8.4 Can the role of the data protection officer be outsourced in your jurisdiction? If so, what requirements, restrictions and best practices should be considered in this regard?

There is no requirement for the appointment of a data protection officer under Pakistan law.

8.5 What record-keeping and documentation requirements apply in the data privacy context?

In the absence of a particular data protection law, there are no specific requirements on record keeping and documentation.

8.6 What other requirements, restrictions and best practices should be considered from a compliance perspective in the data privacy context?

Best practices may include obtaining signed written authorisations or consent forms from data subjects for the storage and use of their data. These consent forms if drafted should:

  • be detailed;
  • include a full explanation of how the data will be used; and
  • contain clear consent provisions on the use of the data.

9 Data security and data breaches

9.1 What obligations apply to data controllers and processors to preserve the security of personal data?

There are no provisions under Pakistan law that relate to data controllers and processors.

9.2 Must data breaches be notified to the regulator? If so, what information must be provided and what is the process for doing so? If not, under what circumstances is voluntary notification of a data breach expected?

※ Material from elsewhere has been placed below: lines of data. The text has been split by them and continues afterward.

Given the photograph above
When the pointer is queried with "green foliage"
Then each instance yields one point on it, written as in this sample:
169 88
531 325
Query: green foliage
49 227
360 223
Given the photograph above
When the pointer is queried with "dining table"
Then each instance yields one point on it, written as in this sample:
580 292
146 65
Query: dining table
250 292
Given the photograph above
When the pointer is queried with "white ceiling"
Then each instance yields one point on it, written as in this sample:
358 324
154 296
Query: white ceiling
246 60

There are no such requirements.

9.3 Must data breaches be notified to the affected data subjects? If so, what information must be provided and what is the process for doing so? If not, under what circumstances is voluntary notification of a data breach expected?

There are no such requirements.

9.4 What other requirements, restrictions and best practices should be considered in the event of a data breach?

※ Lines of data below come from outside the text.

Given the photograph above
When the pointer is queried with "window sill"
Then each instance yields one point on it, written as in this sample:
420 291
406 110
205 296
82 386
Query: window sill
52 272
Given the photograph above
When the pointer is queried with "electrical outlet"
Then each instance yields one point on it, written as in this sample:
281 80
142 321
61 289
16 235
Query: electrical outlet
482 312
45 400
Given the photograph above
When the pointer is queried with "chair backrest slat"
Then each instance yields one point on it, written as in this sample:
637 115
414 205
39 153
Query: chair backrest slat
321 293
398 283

The Pakistan Telecommunication Authority has issued guidelines for internet service providers and telecoms operators in Pakistan, focusing on:

  • network security;
  • data privacy; and
  • cyber threat mitigation.

These guidelines encourage:

  • the use of encryption and secure data transfer protocols; and
  • the establishment of incident response plans.

The aim is to:

  • enhance the security of Pakistan's telecommunications infrastructure; and
  • promote proactive measures to protect against cybercrime and fraud.

The State Bank of Pakistan and the Security Exchange Commission of Pakistan have both issued frameworks and guidelines for banks and companies respectively. These frameworks and guidelines have been issued along the lines of the National Cyber Security Policy 2021.

10 Employment issues

10.1 What requirements and restrictions apply to the personal data of employees in your jurisdiction?

There are no specific requirements and restrictions on the handling of personal data of employees. The broad requirement for prior authorisation and consent will also apply to the handling of employee data. At the time of hiring an employee, a consent form on data use should be signed by the employee.

10.2 Is the surveillance of employees allowed in your jurisdiction? What requirements and restrictions apply in this regard?

There are no restrictions on employee surveillance, as long as this is limited to the use of closed-circuit TV (CCTV) cameras. The recording of calls is not allowed for private organisations and even law enforcement agencies require prior court permission before they can record or track calls.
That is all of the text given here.